Les clivages qui subsistent aujourd'hui entre celles et ceux qui s'attachent à la mémoire de ces moments d'histoire de la France et du monde sont tout naturellement tendus par les mêmes ressorts que ceux qui activaient les prises de position pro ou anti OAS, ceux que la torture rend encore malades aujourd'hui à chaque fois que les souvenirs remontent... et ceux qui supportaient qu'elle existe pour que Maurice Audin (enseignant à l'université d'Alger, communiste anti colonialiste), en meure à 25 ans.
Inconciliables
Il faut bien s'y résoudre, des points de vue appuyés sur des interprétations de l'histoire aussi radicalement opposées ne peuvent pas de rejoindre et faire consensus.
Il est donc aussi habituel de voir les décideurs au pouvoir osciller entre petites concessions et attentisme prudent.
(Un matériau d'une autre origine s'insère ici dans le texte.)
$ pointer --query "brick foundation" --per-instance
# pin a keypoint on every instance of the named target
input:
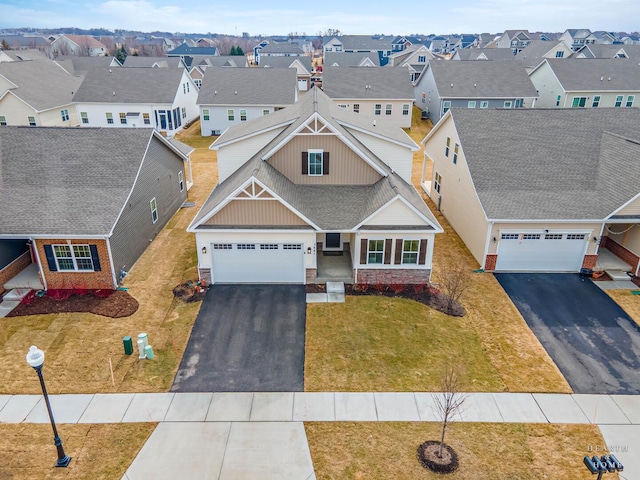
(490, 263)
(392, 276)
(85, 280)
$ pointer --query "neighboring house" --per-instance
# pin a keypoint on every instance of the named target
(516, 40)
(351, 59)
(87, 201)
(538, 50)
(80, 45)
(160, 98)
(446, 84)
(308, 181)
(229, 96)
(37, 93)
(567, 83)
(414, 58)
(301, 64)
(539, 190)
(380, 95)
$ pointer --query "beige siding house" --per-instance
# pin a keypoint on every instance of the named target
(310, 194)
(539, 190)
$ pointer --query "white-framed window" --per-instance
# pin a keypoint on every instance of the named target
(375, 252)
(437, 182)
(73, 257)
(154, 210)
(315, 163)
(579, 102)
(410, 250)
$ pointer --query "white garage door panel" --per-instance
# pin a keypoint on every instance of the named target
(541, 255)
(273, 263)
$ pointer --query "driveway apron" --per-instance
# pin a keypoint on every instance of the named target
(246, 338)
(594, 343)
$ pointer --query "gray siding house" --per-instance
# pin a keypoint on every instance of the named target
(102, 196)
(449, 84)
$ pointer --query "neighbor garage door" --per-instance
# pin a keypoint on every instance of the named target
(541, 252)
(257, 263)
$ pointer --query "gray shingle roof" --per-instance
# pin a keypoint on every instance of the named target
(351, 82)
(130, 85)
(481, 79)
(551, 163)
(66, 181)
(42, 83)
(596, 74)
(248, 86)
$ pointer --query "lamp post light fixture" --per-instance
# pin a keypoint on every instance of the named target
(35, 358)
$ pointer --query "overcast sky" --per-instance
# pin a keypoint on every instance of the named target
(350, 16)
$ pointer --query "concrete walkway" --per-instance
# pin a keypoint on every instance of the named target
(213, 435)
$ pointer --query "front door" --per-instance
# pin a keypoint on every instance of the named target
(332, 240)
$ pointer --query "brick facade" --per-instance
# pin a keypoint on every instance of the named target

François Mitterrand n'avait pas accédé aux demandes de la FNACA pour officialiser la commémoration du cessez-le-feu du 19 mars. Nicolas Sarkosy avait accumulé quelques promesses en direction des rapatriés d'Algérie et des Harkis dans sa campagne des présidentielles, elles restent lettres mortes et les intéressés menancent de sanctionner politiquement le camp du président !
La guerre d'Algérie s'inscrit dans les conflits armés post 2ème guerre dans lesquels les opérations dépassent largement le militaire en tant que tel. L'implication et/ou l'utilisation des populations civiles, les pratiques de guerilla, les mouvement des résistance et les mouvements activistes, ce type de conflit se déroule dans un paysage brouillé où les camps en présence sont de composition complexe et fluctuante.
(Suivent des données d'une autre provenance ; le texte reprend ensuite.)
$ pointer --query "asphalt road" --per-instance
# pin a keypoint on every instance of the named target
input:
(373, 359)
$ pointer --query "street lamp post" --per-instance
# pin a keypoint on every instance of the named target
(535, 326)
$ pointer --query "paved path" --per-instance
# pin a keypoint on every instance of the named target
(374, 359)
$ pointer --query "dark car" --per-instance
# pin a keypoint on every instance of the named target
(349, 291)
La guerre d'indépendance de l'Algérie n'est pas qu'une guerre entre la France et L'Algérie. Du côté Français la tension est grande entre pro et anti colonialiste et au fil des années la ligne qui les départage bouge en faveur des second, sans pour autant en garantir l'homogénéité, mais tout en radicalisant l'action des premiers (voir l'attentat du Petit Clamart où l'OAS visait De Gaulle).
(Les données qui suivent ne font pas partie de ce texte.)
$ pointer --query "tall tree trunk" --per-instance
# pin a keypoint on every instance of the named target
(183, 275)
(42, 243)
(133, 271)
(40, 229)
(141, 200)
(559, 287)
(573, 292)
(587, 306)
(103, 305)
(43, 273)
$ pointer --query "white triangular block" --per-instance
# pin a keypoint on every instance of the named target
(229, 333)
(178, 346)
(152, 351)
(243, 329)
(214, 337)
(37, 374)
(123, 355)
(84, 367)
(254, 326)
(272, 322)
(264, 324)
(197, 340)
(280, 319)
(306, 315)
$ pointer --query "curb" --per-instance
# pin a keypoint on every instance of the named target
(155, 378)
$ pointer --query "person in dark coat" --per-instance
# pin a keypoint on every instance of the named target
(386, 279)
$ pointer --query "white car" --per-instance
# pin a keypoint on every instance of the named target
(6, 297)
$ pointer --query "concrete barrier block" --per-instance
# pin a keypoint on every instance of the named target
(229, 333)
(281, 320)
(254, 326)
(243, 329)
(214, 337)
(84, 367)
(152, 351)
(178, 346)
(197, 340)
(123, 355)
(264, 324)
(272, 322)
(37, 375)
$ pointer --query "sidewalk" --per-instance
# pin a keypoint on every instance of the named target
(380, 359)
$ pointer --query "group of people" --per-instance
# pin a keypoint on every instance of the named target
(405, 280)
Du côté algériens l'opposition entre colons et colonisés a pu nourrir les rangs des "rebelles" combattant pour l'indépendance et paralèlement mobiliser des algériens supplétifs de l'armée française, les harkis...
Selon qu'on est dans un camps ou dans l'autre, que l'on défend telle ou telle position les "terroristes" et les "patriotes"ne seront pas les mêmes. Les mots recouvrent tour à tour la désignation et l'engagement du héro et du bourreau.
C'est la même dialectique qui opposait nazis, miliciens et collaborateurs de tous poils aux forces alliées, aux résistants et patriotes.
Les opinions ne se valent pas, elles sont portées par des valeurs que la République supporte ou ne supporte pas, qui nourrissent la démocratie ou qui la ruinent.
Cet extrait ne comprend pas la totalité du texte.